The relationship among
tones, intonation and sentence-final particles was first studied in Feng
Shengli (2015), in which Feng put forward the Intonation-Particle Hypothesis
(I-P Hypothesis). This book interprets and verifies the I-P Hypothesis from
several aspects. First, in the part of theoretical foundation, this book
introduces in detail what is I-P Hypothesis and the interdependence and
interaction among tones, intonation and sentence-final particles; second, in
the part of empirical demonstration, this book verifies the I-P Hypothesis
based on ancient Chinese, Chinese ethnic minority languages, and the Bantu
languages in Africa. The I-P Hypothesis will have (or have already had)

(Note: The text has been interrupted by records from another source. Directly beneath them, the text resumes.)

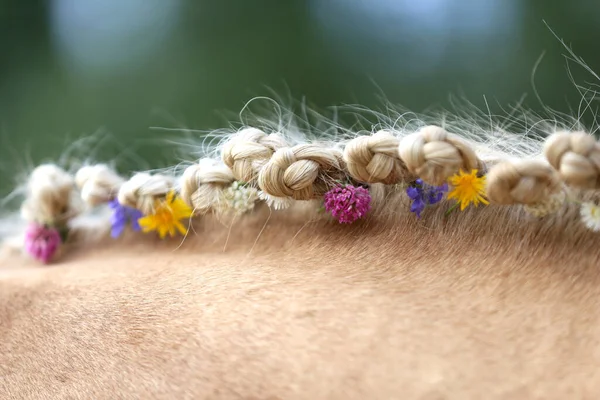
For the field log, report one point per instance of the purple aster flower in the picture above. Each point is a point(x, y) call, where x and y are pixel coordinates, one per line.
point(423, 195)
point(42, 242)
point(121, 215)
point(347, 203)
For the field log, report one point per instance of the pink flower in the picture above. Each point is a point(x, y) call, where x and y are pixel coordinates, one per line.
point(42, 242)
point(348, 203)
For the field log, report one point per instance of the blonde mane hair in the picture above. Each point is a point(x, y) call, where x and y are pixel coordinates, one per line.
point(535, 164)
point(265, 296)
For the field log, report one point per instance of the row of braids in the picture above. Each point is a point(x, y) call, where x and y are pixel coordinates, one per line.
point(255, 165)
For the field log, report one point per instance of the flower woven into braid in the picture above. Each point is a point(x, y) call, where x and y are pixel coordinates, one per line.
point(430, 166)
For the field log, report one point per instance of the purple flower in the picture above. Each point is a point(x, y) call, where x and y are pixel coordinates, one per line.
point(42, 242)
point(347, 203)
point(423, 195)
point(121, 215)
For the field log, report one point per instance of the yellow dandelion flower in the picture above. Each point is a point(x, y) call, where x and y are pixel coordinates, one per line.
point(467, 189)
point(167, 216)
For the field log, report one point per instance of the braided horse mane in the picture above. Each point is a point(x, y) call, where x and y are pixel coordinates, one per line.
point(267, 296)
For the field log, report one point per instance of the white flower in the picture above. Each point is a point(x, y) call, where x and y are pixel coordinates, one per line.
point(278, 203)
point(237, 198)
point(590, 215)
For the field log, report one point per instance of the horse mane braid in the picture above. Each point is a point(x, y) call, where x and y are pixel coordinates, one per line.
point(540, 167)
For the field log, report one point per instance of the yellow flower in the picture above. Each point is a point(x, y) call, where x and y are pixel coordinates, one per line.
point(167, 216)
point(468, 188)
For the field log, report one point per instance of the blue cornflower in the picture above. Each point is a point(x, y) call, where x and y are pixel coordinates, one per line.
point(423, 195)
point(121, 215)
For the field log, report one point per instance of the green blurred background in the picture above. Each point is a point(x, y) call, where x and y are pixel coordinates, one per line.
point(71, 68)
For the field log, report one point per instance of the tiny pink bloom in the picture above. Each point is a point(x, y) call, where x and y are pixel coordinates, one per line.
point(347, 203)
point(42, 242)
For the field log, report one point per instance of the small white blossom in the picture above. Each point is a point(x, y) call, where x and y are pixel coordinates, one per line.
point(237, 198)
point(590, 215)
point(278, 203)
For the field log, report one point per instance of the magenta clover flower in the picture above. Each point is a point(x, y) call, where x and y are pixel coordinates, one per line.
point(121, 215)
point(42, 242)
point(423, 195)
point(347, 203)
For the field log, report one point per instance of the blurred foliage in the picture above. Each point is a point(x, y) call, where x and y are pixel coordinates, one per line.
point(116, 68)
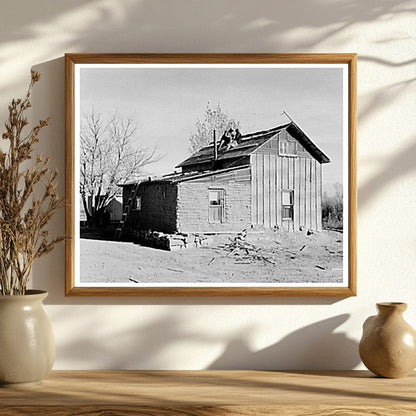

significant influence on the studies of the history of Chinese language and
syntax, and the appearance of sentence-final particles will become an important
mark for observing the evolution of language types.
Wang
Cong, assistant professor in the Department of Chinese Language Studies at The
Education University of Hong Kong, postdoctoral scholar at The Chinese
University of Hong Kong, PhD in linguistics from INALCO and PhD in literature
from Shanghai Normal University. Dr. Wang’s research interests include Chinese
syntax, linguistic typology, and language contact. She has published one
academic book and more than 10 academic papers in core journals.
Wang
Jue is a professor in the School of Humanities at Shanghai Jiao Tong
University, whose research orientation is modern Chinese grammar, and who has
been engaged in systematic research on modal particles over the past ten years.
Yeshes
Vodgsal Atshogs is a professor and PhD supervisor in the Chinese Department of
Nankai University, whose research interests include language contact and
convergence, Sino-Tibetan languages and historical relations, Tibetan phonetics
and prosody, etc.
Feng Shengli is a professor and PhD supervisor
in the Chinese Department of The Chinese University of Hong Kong and a Chang
Jiang Scholar of BLCU, whose research interests include prosodic grammar,
register grammar, historical syntax, prosody of poetry and CFL teaching, etc.